A diferença entre ser melhor e ser maior: algumas empresas não querem crescer

Será que o caminho natural de uma empresa de sucesso é crescer? A gente tende a achar que sim, mas encontrei este livro cujo autor defende o contrário. Ele foi atrás e descobriu uma série de empresas nos Estados Unidos, atuantes nos mais diversos segmentos, que optaram coinscientemente por não crescer.

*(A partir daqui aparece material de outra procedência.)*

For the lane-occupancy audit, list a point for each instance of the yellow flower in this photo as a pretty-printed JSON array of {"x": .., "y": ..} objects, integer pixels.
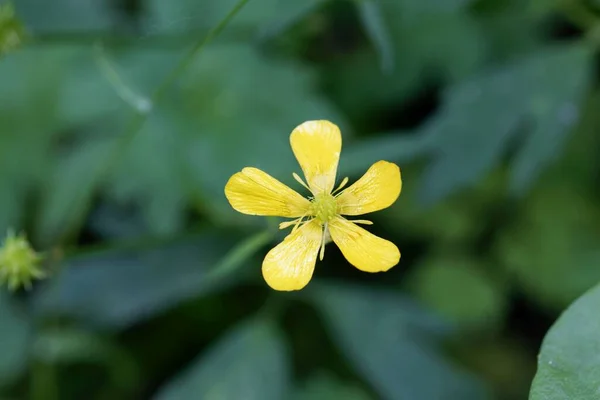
[{"x": 319, "y": 219}]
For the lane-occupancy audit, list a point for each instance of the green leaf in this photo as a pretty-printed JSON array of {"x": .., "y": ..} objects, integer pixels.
[
  {"x": 480, "y": 117},
  {"x": 431, "y": 41},
  {"x": 371, "y": 15},
  {"x": 259, "y": 16},
  {"x": 117, "y": 288},
  {"x": 460, "y": 290},
  {"x": 62, "y": 195},
  {"x": 551, "y": 250},
  {"x": 15, "y": 335},
  {"x": 250, "y": 363},
  {"x": 458, "y": 221},
  {"x": 324, "y": 386},
  {"x": 159, "y": 187},
  {"x": 568, "y": 364},
  {"x": 12, "y": 32},
  {"x": 72, "y": 346},
  {"x": 67, "y": 15},
  {"x": 390, "y": 342}
]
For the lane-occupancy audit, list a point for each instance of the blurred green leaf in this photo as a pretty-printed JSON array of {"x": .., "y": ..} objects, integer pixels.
[
  {"x": 184, "y": 16},
  {"x": 324, "y": 386},
  {"x": 12, "y": 32},
  {"x": 568, "y": 366},
  {"x": 119, "y": 287},
  {"x": 480, "y": 118},
  {"x": 72, "y": 346},
  {"x": 459, "y": 289},
  {"x": 390, "y": 341},
  {"x": 433, "y": 42},
  {"x": 371, "y": 15},
  {"x": 62, "y": 198},
  {"x": 457, "y": 221},
  {"x": 67, "y": 15},
  {"x": 15, "y": 334},
  {"x": 250, "y": 362},
  {"x": 552, "y": 248}
]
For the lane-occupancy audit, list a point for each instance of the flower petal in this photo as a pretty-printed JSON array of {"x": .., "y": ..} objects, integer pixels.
[
  {"x": 290, "y": 264},
  {"x": 255, "y": 192},
  {"x": 361, "y": 248},
  {"x": 317, "y": 146},
  {"x": 377, "y": 189}
]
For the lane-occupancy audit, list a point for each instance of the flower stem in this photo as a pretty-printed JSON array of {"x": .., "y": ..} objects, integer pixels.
[{"x": 139, "y": 118}]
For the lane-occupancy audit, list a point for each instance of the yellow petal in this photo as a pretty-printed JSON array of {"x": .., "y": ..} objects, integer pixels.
[
  {"x": 317, "y": 146},
  {"x": 361, "y": 248},
  {"x": 378, "y": 188},
  {"x": 255, "y": 192},
  {"x": 290, "y": 264}
]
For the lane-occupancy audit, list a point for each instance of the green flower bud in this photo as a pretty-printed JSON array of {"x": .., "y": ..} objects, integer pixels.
[{"x": 19, "y": 263}]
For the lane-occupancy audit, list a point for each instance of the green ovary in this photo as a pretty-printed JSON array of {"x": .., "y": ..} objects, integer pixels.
[{"x": 323, "y": 207}]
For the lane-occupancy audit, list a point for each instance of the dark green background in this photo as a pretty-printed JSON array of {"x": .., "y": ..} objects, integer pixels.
[{"x": 490, "y": 107}]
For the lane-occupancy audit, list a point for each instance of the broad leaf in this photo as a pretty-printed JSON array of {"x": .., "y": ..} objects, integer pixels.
[
  {"x": 325, "y": 386},
  {"x": 391, "y": 343},
  {"x": 569, "y": 361},
  {"x": 117, "y": 288},
  {"x": 15, "y": 332},
  {"x": 480, "y": 118},
  {"x": 552, "y": 250},
  {"x": 459, "y": 289},
  {"x": 250, "y": 363}
]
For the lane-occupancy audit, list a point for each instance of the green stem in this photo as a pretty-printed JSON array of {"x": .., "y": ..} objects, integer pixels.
[{"x": 140, "y": 117}]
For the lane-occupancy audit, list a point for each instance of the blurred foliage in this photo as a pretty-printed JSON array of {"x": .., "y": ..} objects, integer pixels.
[
  {"x": 568, "y": 362},
  {"x": 119, "y": 130}
]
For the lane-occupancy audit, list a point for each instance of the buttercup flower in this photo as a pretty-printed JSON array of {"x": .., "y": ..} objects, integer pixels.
[{"x": 320, "y": 218}]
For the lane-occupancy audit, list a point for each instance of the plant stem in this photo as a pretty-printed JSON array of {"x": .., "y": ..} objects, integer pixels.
[{"x": 139, "y": 118}]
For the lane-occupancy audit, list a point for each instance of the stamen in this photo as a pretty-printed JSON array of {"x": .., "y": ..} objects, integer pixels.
[
  {"x": 300, "y": 222},
  {"x": 287, "y": 224},
  {"x": 361, "y": 221},
  {"x": 342, "y": 185},
  {"x": 322, "y": 250},
  {"x": 300, "y": 181}
]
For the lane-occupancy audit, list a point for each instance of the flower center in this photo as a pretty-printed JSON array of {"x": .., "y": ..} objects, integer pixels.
[{"x": 323, "y": 207}]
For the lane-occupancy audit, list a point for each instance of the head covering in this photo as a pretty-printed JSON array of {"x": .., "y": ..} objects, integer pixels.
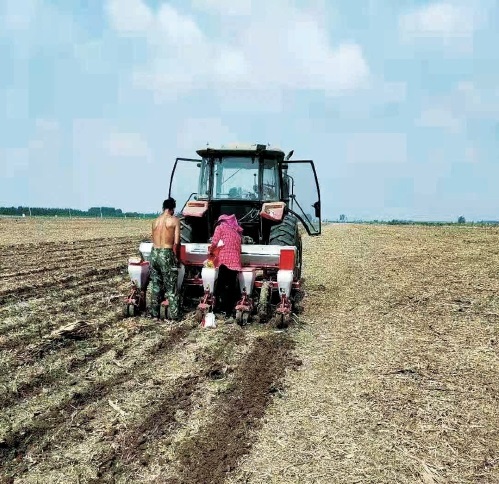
[{"x": 230, "y": 221}]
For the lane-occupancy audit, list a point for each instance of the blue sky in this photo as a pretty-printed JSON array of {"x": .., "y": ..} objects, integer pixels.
[{"x": 397, "y": 101}]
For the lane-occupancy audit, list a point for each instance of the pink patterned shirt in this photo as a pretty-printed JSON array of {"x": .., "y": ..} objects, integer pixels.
[{"x": 230, "y": 253}]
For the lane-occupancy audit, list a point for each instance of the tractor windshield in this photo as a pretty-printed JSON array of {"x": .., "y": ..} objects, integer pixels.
[{"x": 239, "y": 178}]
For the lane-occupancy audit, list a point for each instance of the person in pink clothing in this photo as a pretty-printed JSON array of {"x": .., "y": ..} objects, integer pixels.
[{"x": 226, "y": 248}]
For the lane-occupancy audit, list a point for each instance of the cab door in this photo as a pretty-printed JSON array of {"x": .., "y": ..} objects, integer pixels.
[
  {"x": 304, "y": 194},
  {"x": 186, "y": 181}
]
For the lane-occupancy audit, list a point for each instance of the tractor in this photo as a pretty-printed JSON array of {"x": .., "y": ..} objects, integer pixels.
[{"x": 270, "y": 195}]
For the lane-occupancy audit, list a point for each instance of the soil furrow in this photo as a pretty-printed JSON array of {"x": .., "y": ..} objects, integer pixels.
[
  {"x": 18, "y": 294},
  {"x": 23, "y": 250},
  {"x": 75, "y": 261},
  {"x": 32, "y": 433},
  {"x": 76, "y": 296},
  {"x": 216, "y": 449},
  {"x": 37, "y": 326},
  {"x": 55, "y": 272}
]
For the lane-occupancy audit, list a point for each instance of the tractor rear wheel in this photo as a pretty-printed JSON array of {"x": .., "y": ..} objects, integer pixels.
[
  {"x": 185, "y": 232},
  {"x": 287, "y": 233}
]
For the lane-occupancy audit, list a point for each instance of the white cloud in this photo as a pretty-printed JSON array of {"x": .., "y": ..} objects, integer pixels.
[
  {"x": 440, "y": 117},
  {"x": 449, "y": 22},
  {"x": 376, "y": 148},
  {"x": 129, "y": 17},
  {"x": 466, "y": 103},
  {"x": 296, "y": 54},
  {"x": 225, "y": 7},
  {"x": 193, "y": 131}
]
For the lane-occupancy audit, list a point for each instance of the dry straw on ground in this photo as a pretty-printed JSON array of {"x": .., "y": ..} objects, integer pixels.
[{"x": 398, "y": 381}]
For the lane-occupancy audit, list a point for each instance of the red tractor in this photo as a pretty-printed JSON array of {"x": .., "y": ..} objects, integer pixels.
[{"x": 270, "y": 195}]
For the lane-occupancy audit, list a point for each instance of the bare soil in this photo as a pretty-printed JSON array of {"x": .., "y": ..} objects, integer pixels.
[{"x": 388, "y": 375}]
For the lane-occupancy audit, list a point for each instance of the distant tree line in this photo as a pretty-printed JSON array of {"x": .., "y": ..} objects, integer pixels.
[{"x": 71, "y": 212}]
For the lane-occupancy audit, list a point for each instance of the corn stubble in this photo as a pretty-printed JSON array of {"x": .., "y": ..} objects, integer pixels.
[{"x": 388, "y": 375}]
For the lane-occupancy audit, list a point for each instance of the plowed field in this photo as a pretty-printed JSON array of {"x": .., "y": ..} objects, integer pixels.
[{"x": 389, "y": 375}]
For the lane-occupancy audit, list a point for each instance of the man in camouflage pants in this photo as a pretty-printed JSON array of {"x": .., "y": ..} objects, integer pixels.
[{"x": 164, "y": 261}]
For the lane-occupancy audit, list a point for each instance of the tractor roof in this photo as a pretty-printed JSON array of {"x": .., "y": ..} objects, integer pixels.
[{"x": 241, "y": 148}]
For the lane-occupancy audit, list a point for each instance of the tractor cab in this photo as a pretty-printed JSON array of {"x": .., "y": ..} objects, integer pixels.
[{"x": 257, "y": 183}]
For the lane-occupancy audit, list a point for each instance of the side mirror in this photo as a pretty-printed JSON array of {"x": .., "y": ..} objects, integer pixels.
[{"x": 317, "y": 208}]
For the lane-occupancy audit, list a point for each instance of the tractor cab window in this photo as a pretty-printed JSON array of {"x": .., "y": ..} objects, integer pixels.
[
  {"x": 270, "y": 188},
  {"x": 235, "y": 178},
  {"x": 204, "y": 180}
]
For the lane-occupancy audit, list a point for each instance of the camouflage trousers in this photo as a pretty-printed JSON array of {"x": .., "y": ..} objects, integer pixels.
[{"x": 164, "y": 272}]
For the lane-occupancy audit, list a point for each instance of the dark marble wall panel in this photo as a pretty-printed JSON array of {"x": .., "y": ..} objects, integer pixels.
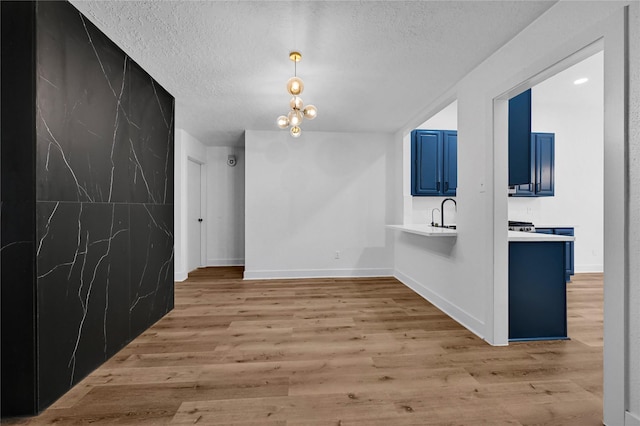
[
  {"x": 151, "y": 264},
  {"x": 82, "y": 102},
  {"x": 151, "y": 122},
  {"x": 82, "y": 283},
  {"x": 18, "y": 308},
  {"x": 17, "y": 150},
  {"x": 97, "y": 249}
]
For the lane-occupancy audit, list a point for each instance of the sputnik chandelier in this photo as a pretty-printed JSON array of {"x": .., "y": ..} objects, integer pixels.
[{"x": 295, "y": 86}]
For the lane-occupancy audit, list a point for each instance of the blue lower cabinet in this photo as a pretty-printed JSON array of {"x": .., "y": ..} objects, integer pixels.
[
  {"x": 537, "y": 295},
  {"x": 569, "y": 250}
]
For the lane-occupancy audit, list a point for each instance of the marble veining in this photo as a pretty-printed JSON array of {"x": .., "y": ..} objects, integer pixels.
[{"x": 100, "y": 237}]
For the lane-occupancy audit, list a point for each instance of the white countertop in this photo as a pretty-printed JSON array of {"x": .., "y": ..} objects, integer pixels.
[
  {"x": 531, "y": 237},
  {"x": 426, "y": 230},
  {"x": 514, "y": 236}
]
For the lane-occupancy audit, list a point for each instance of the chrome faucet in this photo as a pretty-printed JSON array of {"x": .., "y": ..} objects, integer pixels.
[
  {"x": 432, "y": 222},
  {"x": 442, "y": 209}
]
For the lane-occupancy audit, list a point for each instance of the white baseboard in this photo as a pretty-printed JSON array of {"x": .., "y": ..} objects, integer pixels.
[
  {"x": 225, "y": 262},
  {"x": 459, "y": 315},
  {"x": 631, "y": 419},
  {"x": 317, "y": 273},
  {"x": 589, "y": 268}
]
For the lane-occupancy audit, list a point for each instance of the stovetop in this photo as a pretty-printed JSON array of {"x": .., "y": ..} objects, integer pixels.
[{"x": 515, "y": 225}]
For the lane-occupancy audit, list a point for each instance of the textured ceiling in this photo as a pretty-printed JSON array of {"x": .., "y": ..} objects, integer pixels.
[{"x": 369, "y": 66}]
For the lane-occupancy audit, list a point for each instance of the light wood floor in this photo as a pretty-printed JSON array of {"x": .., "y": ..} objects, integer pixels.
[{"x": 337, "y": 352}]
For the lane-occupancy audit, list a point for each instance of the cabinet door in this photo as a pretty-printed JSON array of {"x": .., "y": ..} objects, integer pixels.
[
  {"x": 426, "y": 165},
  {"x": 519, "y": 135},
  {"x": 544, "y": 164},
  {"x": 528, "y": 189},
  {"x": 450, "y": 163}
]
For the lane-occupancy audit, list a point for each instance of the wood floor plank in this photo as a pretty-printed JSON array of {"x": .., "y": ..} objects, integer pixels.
[{"x": 352, "y": 351}]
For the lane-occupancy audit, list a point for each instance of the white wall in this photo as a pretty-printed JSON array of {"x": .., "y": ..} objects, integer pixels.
[
  {"x": 225, "y": 207},
  {"x": 419, "y": 209},
  {"x": 477, "y": 261},
  {"x": 634, "y": 218},
  {"x": 186, "y": 146},
  {"x": 576, "y": 115},
  {"x": 311, "y": 197}
]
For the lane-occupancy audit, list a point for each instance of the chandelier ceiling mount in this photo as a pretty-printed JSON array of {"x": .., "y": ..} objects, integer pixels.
[{"x": 298, "y": 111}]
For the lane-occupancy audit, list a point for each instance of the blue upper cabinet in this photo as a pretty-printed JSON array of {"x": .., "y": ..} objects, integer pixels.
[
  {"x": 450, "y": 162},
  {"x": 434, "y": 162},
  {"x": 519, "y": 134},
  {"x": 541, "y": 168},
  {"x": 544, "y": 167}
]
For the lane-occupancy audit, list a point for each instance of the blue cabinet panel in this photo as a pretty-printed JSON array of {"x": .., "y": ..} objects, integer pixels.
[
  {"x": 434, "y": 160},
  {"x": 450, "y": 163},
  {"x": 519, "y": 134},
  {"x": 569, "y": 248},
  {"x": 537, "y": 295},
  {"x": 541, "y": 169}
]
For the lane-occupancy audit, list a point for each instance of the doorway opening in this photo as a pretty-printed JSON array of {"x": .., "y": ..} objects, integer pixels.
[{"x": 194, "y": 215}]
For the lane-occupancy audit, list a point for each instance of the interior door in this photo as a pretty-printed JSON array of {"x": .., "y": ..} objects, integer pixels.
[{"x": 194, "y": 215}]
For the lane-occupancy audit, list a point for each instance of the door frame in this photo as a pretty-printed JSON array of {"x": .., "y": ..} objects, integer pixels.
[
  {"x": 203, "y": 210},
  {"x": 612, "y": 37}
]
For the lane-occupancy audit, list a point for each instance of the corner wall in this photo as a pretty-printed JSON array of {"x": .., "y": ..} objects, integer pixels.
[
  {"x": 317, "y": 206},
  {"x": 102, "y": 238},
  {"x": 481, "y": 250},
  {"x": 633, "y": 354},
  {"x": 577, "y": 121}
]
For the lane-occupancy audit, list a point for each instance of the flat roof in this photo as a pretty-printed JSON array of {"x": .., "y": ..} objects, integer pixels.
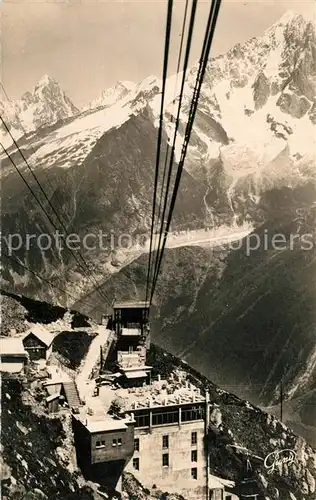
[
  {"x": 105, "y": 425},
  {"x": 131, "y": 332},
  {"x": 161, "y": 393},
  {"x": 41, "y": 333},
  {"x": 12, "y": 346},
  {"x": 130, "y": 304},
  {"x": 136, "y": 374}
]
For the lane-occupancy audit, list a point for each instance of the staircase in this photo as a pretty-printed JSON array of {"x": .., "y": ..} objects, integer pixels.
[{"x": 72, "y": 395}]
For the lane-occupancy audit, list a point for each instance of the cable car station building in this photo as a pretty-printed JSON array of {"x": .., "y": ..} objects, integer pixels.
[{"x": 158, "y": 429}]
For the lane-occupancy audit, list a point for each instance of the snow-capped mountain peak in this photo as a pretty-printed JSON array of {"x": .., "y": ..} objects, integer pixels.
[{"x": 45, "y": 105}]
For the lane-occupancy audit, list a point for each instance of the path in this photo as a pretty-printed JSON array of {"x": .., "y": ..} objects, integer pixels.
[{"x": 84, "y": 384}]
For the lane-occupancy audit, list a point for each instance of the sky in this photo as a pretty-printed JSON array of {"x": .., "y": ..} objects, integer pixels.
[{"x": 88, "y": 45}]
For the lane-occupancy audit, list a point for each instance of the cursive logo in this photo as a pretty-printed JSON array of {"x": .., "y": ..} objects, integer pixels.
[{"x": 277, "y": 458}]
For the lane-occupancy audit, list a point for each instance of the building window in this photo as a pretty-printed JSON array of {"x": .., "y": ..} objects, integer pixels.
[
  {"x": 217, "y": 494},
  {"x": 100, "y": 444},
  {"x": 165, "y": 441},
  {"x": 136, "y": 463},
  {"x": 193, "y": 438}
]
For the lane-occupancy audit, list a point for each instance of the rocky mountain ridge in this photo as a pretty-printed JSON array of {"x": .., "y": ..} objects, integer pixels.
[
  {"x": 246, "y": 155},
  {"x": 45, "y": 105},
  {"x": 238, "y": 432}
]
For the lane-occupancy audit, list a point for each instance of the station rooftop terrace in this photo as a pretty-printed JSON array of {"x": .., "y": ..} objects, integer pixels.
[{"x": 174, "y": 391}]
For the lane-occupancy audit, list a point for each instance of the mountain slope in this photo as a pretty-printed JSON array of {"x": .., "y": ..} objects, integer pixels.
[
  {"x": 249, "y": 153},
  {"x": 38, "y": 452},
  {"x": 45, "y": 105},
  {"x": 244, "y": 317},
  {"x": 110, "y": 192}
]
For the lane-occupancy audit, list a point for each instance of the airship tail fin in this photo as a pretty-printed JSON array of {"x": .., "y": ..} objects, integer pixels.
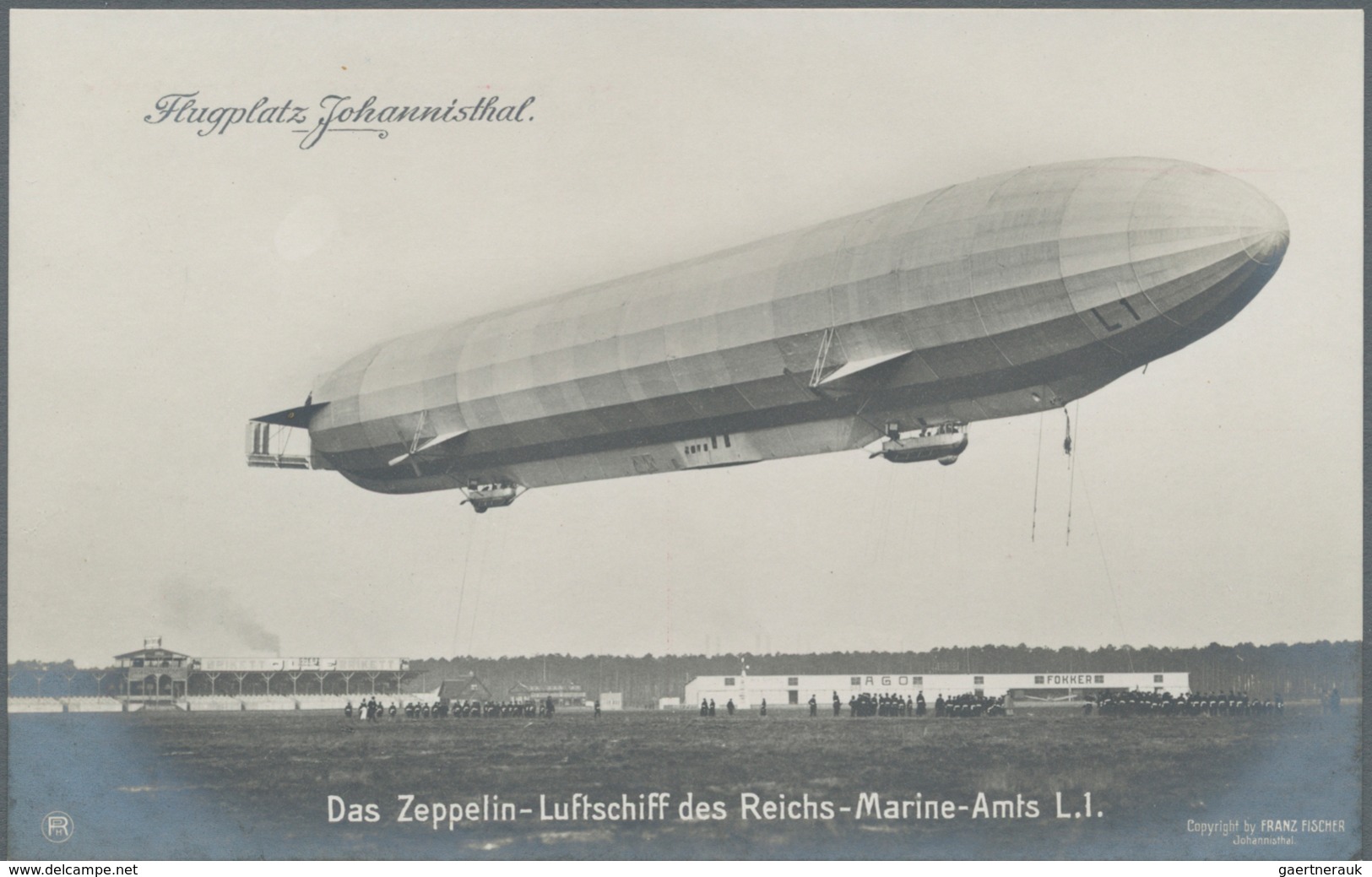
[
  {"x": 298, "y": 416},
  {"x": 281, "y": 440}
]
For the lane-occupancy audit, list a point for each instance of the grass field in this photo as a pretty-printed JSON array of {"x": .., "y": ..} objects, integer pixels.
[{"x": 247, "y": 785}]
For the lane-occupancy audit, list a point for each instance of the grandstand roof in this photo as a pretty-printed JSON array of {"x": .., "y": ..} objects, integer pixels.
[{"x": 153, "y": 653}]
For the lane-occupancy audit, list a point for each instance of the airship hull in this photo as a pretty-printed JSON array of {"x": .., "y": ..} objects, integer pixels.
[{"x": 987, "y": 300}]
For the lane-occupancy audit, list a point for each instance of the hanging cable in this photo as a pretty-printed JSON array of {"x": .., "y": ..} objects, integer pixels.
[
  {"x": 476, "y": 603},
  {"x": 1071, "y": 467},
  {"x": 461, "y": 592},
  {"x": 1104, "y": 565},
  {"x": 1033, "y": 519}
]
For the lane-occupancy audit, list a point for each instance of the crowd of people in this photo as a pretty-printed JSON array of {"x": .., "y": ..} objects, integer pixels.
[
  {"x": 372, "y": 710},
  {"x": 1163, "y": 703}
]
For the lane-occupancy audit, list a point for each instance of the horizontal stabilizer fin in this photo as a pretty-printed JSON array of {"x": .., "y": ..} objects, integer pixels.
[
  {"x": 855, "y": 366},
  {"x": 294, "y": 416},
  {"x": 428, "y": 444}
]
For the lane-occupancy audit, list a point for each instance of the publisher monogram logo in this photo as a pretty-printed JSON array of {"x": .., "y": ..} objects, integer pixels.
[{"x": 58, "y": 826}]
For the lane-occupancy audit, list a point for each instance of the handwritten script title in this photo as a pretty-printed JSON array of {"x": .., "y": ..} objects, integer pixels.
[{"x": 333, "y": 114}]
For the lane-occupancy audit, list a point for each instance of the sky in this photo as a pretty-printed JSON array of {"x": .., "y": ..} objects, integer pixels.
[{"x": 165, "y": 287}]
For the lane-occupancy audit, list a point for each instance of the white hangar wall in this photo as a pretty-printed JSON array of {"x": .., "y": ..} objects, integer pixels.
[{"x": 781, "y": 690}]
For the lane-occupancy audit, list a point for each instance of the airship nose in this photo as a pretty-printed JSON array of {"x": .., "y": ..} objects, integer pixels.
[{"x": 1262, "y": 230}]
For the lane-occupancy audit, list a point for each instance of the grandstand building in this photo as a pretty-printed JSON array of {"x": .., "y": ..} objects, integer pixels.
[
  {"x": 155, "y": 677},
  {"x": 746, "y": 690},
  {"x": 563, "y": 693}
]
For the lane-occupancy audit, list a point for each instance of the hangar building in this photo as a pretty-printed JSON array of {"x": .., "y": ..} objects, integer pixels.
[{"x": 746, "y": 690}]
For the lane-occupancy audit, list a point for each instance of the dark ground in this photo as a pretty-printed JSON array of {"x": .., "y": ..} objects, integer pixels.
[{"x": 155, "y": 785}]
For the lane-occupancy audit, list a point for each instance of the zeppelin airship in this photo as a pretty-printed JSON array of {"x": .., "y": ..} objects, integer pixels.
[{"x": 891, "y": 328}]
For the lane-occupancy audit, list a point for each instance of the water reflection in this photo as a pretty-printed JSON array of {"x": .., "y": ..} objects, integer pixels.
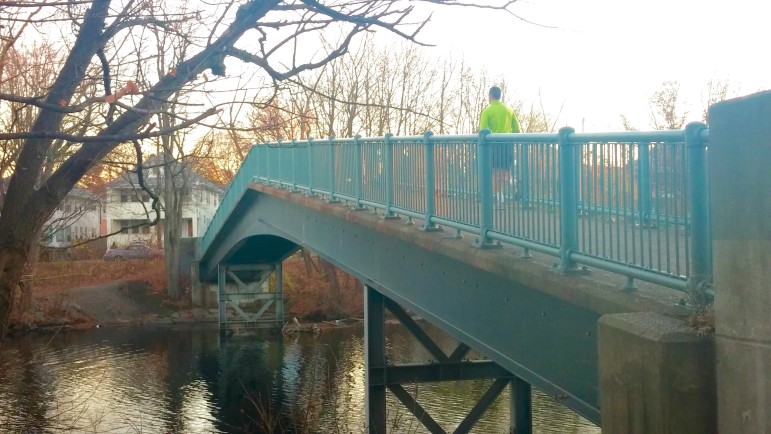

Lendo o livro, fez sentido pensar a multinacional como anomalia organizacional sem identidade ou compromisso além de se espalhar movida pelo retorno financeiro, mas existem alternativas a isso. A empresa não precisa ser o contra-ponto da vida, o lugar onde pessoas são peças sobressalentes. (Continua.)

Capa Small Giants
Não gosto do tom "tudo é lindo, se encaixa, tem explicação e faz sentido" do autor. Senti, inclusive, que dava para ele ter feito esse livro de maneira mais concisa, mas mesmo assim a leitura flui e me comovi algumas vezes com as histórias.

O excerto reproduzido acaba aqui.